According to Alex Usher, it might be more complicated than that.

“An average student with average debt is less burdened today than they were in previous years,” Usher explained to The Cord.
Usher is the president of the Higher Education Strategy Associates (HESA) and recently published a study outlining the declining trends of student debt.

His research indicates that the average student is taking out smaller loans, has lower interest rates and has less tax on their earnings. This—in theory—would make it easier for students to pay off their loans compared to previous years.

“That’s not a student aid policy but it is better than it used to be,” said Usher.

Since the recession of the early 1990s, student debt roughly doubled between 1992 and 2000. However, since then, student borrowing has leveled off since 2009.
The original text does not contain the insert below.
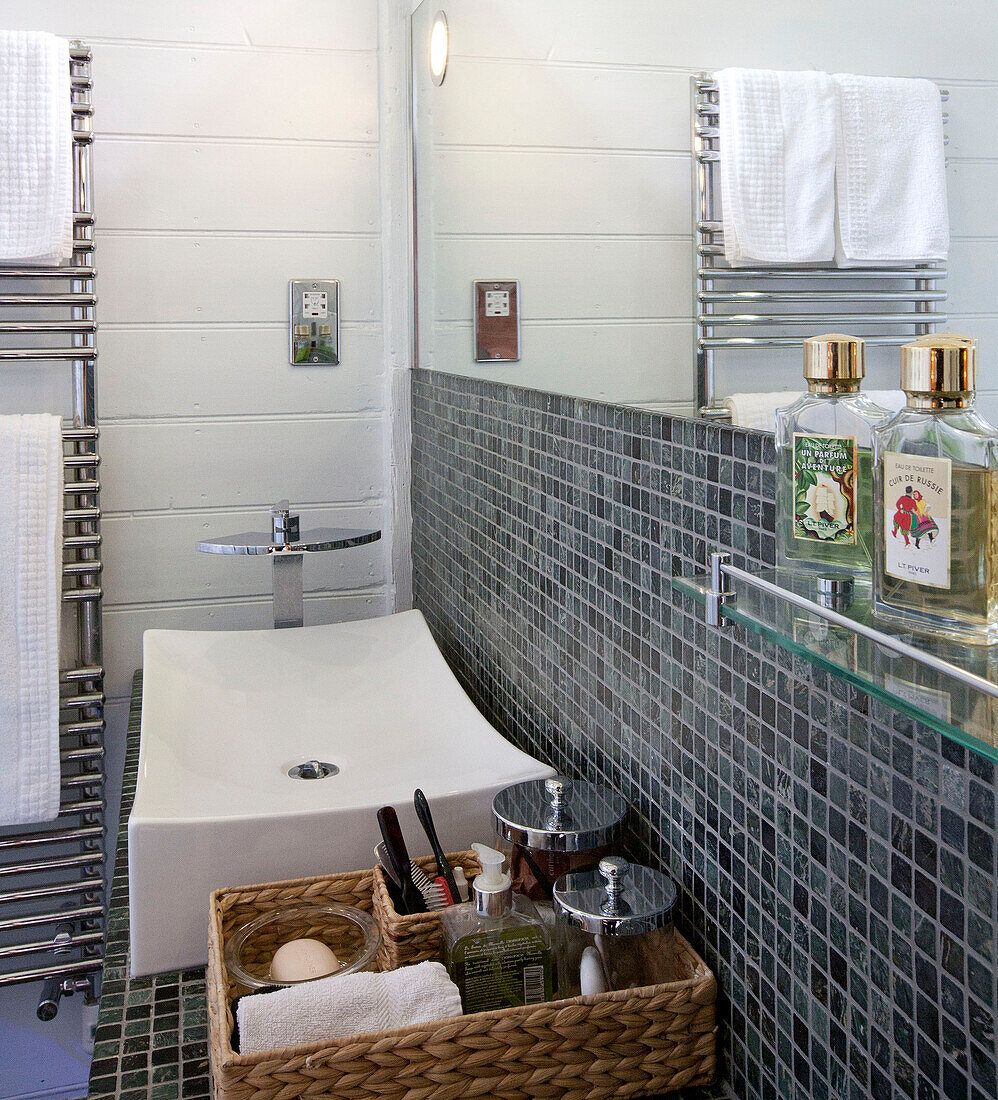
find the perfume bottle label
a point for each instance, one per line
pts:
(824, 488)
(917, 504)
Today, the average university student debt at graduation is $21,541, according to Usher’s projections. In 2006 it was $26, 238 and in the year 2000 it was at $26,407.

Another factor Usher referenced as evidence of the decreasing burden of student debt is the average income a graduate makes. Using provincial surveys to indicate what the average person makes upon graduation, his research determined that 24 months after graduation, the average Canadian is making $45,894 a year.
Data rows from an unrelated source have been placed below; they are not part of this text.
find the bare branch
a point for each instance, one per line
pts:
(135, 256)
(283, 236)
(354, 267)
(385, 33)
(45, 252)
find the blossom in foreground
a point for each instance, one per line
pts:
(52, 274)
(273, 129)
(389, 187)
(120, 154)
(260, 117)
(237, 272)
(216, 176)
Usher also emphasized that an increase of student aid, government bursaries and scholarship programs have helped ease up loans and debt.
“If you take the increase of grants in admission and the tax credits, take the increase in money to encourage parents to save, take all the money that universities are putting in scholarships right now, you’re putting in about a $4 billion difference between now and the mid-to-late 1990s.”

“And that’s significant, that’s a good thing,” Usher told The Cord. “We should celebrate the good things.”
However, some skepticism of Usher’s findings has arisen — especially from students.
Hilary Canivet, a Concurrent Education student at Brock University explained that her debt is not considered average and she will be unlikely to pay it off any time soon.
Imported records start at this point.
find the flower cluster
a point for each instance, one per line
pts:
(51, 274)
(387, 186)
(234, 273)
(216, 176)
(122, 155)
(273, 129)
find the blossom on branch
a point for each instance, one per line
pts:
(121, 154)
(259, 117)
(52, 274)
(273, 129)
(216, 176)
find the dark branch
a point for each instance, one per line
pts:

“As an aspiring teacher I will not be able to pay off my $40,000 in debt in a short time once I supply teach,” she said. “I think that if you walk into a job that has the average income listed that’s great, but what about the lack of jobs in specific fields?”

Stephanie Muzos, a recent graduate of Wilfrid Laurier University took out a $20,000 loan to fund her teacher’s college. However, she also received a grant from the Ontario government that reduced her debt by $5,000.

“I don’t consider my loans average,” she admitted. “My plan is to pay off my student loans by September 2014, but when I look at my friends some are in debt worth over $35,000.”

Usher, however, explained that his research was not suggesting that student loan itself was a myth; he was simply comparing debt burdens today to previous years.

“I’m sure everyone would like it if the burden was lower now and I’m not disputing that,” he said.

He continued, “Pick your poison, I’m not saying disregard debt as a problem, I’m saying let’s look at the progress that we have made and go from there.”